Para los nuevos miembros del elitista círculo, como Australia, Brasil, Corea e Indonesia, el G20 era una novedad emocionante. Para Estados Unidos, auguraba al menos una coordinación mínima entre las grandes economías. Para China era un mecanismo práctico para conseguir influencia mundial sin tener que aceptar una carga excesiva de responsabilidad. Pero el G20 distaba mucho de contar con la aprobación universal. Según informó Der Spiegel, para el ministro noruego de Exteriores Jonas Gahr Støre, la formación de una oligarquía de Estados con relevancia mundial era uno de los mayores reveses a la organización internacional desde la segunda guerra mundial.25 Según sus palabras, «el espíritu del congreso de Viena [1814-1815], donde se reunieron las grandes potencias para gobernar eficazmente el mundo, no tiene cabida en la comunidad internacional actual. El G20 carece de legitimidad y debe cambiar». Eran palabras fuertes, pero en cierto modo estaban fuera de lugar. El congreso de Viena fue una convención reaccionaria para restablecer el Antiguo Régimen tras la Revolución Francesa y Napoleón. El G20 era un club exclusivo, sin duda, pero un club nuevo, con miembros nuevos, cuyo ascenso a la prominencia mundial bien podía molestar a un pequeño Estado europeo como Noruega. El principio rector del G20 no era la lógica del equilibrio de poder o la legitimidad tradicionalista del Antiguo Régimen, ni, para el caso, la lógica del globalismo que atrajo a los partidarios del New Deal de Roosevelt en 1945. El G20 era un reflejo del nuevo mundo que el crecimiento económico globalizado había creado desde los años setenta. Las naciones del G20 podían representar solo al 10 % de los países miembros de la ONU y al 60 % de la población mundial, pero eran responsables del 80 % del comercio y el 85 % de PIB mundiales, y esos porcentajes iban en aumento. No había ninguna pretensión de igualdad dentro del G20, y menos aún con los Estados ajenos al mismo. Pero los miembros del G20 al menos se reconocían entre sí como elementos del sistema económico mundial que eran demasiado importantes como para que no se los tuviera en cuenta. En la ONU, la exclusividad del G20 dio lugar a una especie de contramovimiento. Sin embargo, cuando la Asamblea General de la ONU convocó en 2009 a su propio comité sobre la crisis económica global, el G20 lo ignoró.26

Las críticas a la ONU eran que se trataba de un foro de debates vacíos o una tribuna para el pavoneo mundial. La creación de un consejo ampliado de los «20 grandes» con todos los protagonistas principales prometía un enfoque más pragmático. Pero ¿sería la gobernanza mundial al estilo del G20 distinta? La primera reunión del G20, celebrada en Washington el 15 de noviembre de 2008, no fue alentadora. Se asignó muy poco tiempo. Los dirigentes se fueron turnando pronunciando declaraciones preparadas. Después de que los veinte participantes hubieran utilizado cada uno sus quince minutos, las cinco horas asignadas se habían acabado. El nivel de firmeza, relevancia y sofisticación de las declaraciones varió de unas a otras. Los alemanes, los australianos y los canadienses estuvieron acertados. Sarkozy se pavoneó y exigió que se adoptaran medidas en la ronda de negociaciones comerciales de Doha, pese al hecho de que la defensa francesa de la agricultura europea era uno de los mayores obstáculos para avanzar en la liberalización del comercio mundial. El primer ministro italiano Berlusconi no tenía nada que decir sobre la economía, pero al menos deseó lo mejor al presidente saliente Bush. Para ser un foro «mundial», seguía habiendo demasiados europeos en la mesa. 27 Brasil y Argentina disfrutaron de su momento de fama. Tenían intereses personales y querían dedicar unas últimas palabras de despedida al presidente Bush.

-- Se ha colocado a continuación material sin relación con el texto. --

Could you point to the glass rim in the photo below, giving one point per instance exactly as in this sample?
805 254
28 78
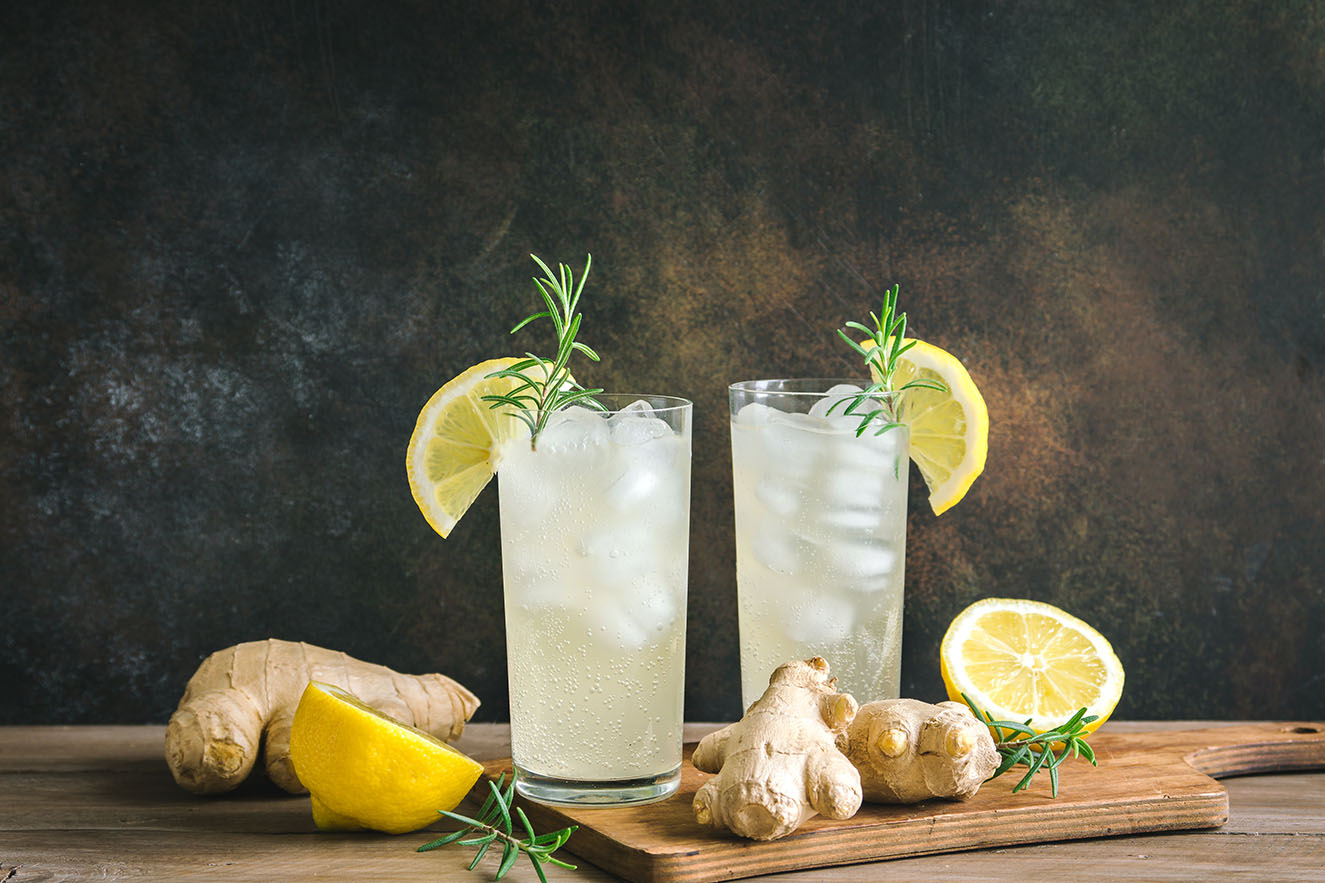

En lugar de mantener un debate de fondo, los dirigentes dieron el visto bueno a una larga lista de 95 compromisos previos, incluido un acuerdo para celebrar un segundo encuentro en la primavera. Y tal vez lo más importante, se hablaba en términos enérgicos de la necesidad de mantener abierto el comercio mundial. No habría una barra libre proteccionista, como en los años treinta. También se acordó abandonar una visión estrecha de la idoneidad fiscal y no desincentivar los déficits, pero no se llegó a ningún acuerdo sobre un estímulo mundial coordinado. Al parecer, la importancia del G20 radicaba en que sería la vía a través de la que las «grandes potencias» establecerían el programa para el cambio en otras instituciones globales. En noviembre de 2008 el FEF (el foro mundial de reguladores bancarios) y el FMI llegaron a un acuerdo para que el FEF definiera nuevas normas para los reguladores principales, el FMI supervisara su aplicación y todas las organizaciones financieras ampliaran el número de miembros e incluyeran a las nuevas y enérgicas economías emergentes.

III

Una de las razones de que la primera cumbre del G20 no pudiera hacer más fue que se reunió diez días después de las elecciones estadounidenses. Tras ocho años de control republicano de la Casa Blanca, se esperaba que el presidente electo Barack Obama marcara un nuevo tono, pero Obama se negó a eclipsar al presidente en ejercicio. No estaba claro cómo iba a enfocar Obama los asuntos económicos internacionales cuando tomara posesión del cargo. Esto permitió a otros proyectar sus fantasías en la próxima administración estadounidense. Gordon Brown había presionado mucho para conseguir que la segunda cumbre del G20 se celebrara en Londres. Una vez que las consignas del Nuevo Laborismo de Tony Blair habían desaparecido, Brown y su equipo estaban desesperados por asociarse con el carisma del nuevo presidente y su promesa de esperanza.28 Pero Brown tenía una visión que iba más allá. En el verano de 1933, Londres había acogido la Conferencia Económica Mundial. Convocada para curar las heridas de la Gran Depresión, fracasó debido a la actitud de la Alemania nazi, las divisiones entre Gran Bretaña y Francia, y el giro aislacionista de los primeros tiempos del New Deal de Roosevelt. Londres había simbolizado en 1933 el declive hacia la desintegración y el nacionalismo económico que arruinaron el decenio siguiente. Brown estaba decidido a evitar un destino similar. En su lugar, Londres hizo todo lo posible por vender el G20 de 2009 como un nuevo Bretton Woods.29 Con los libros de historia en mente, Brown y su equipo consultaron a expertos en FDR y el New Deal. Sobre las mesitas de noche de Downing Street había biografías de John Maynard Keynes. Lo que Londres necesitaba para hacer realidad este romance histórico era que el resto del G20 le siguiera la corriente. Y las señales no eran buenas.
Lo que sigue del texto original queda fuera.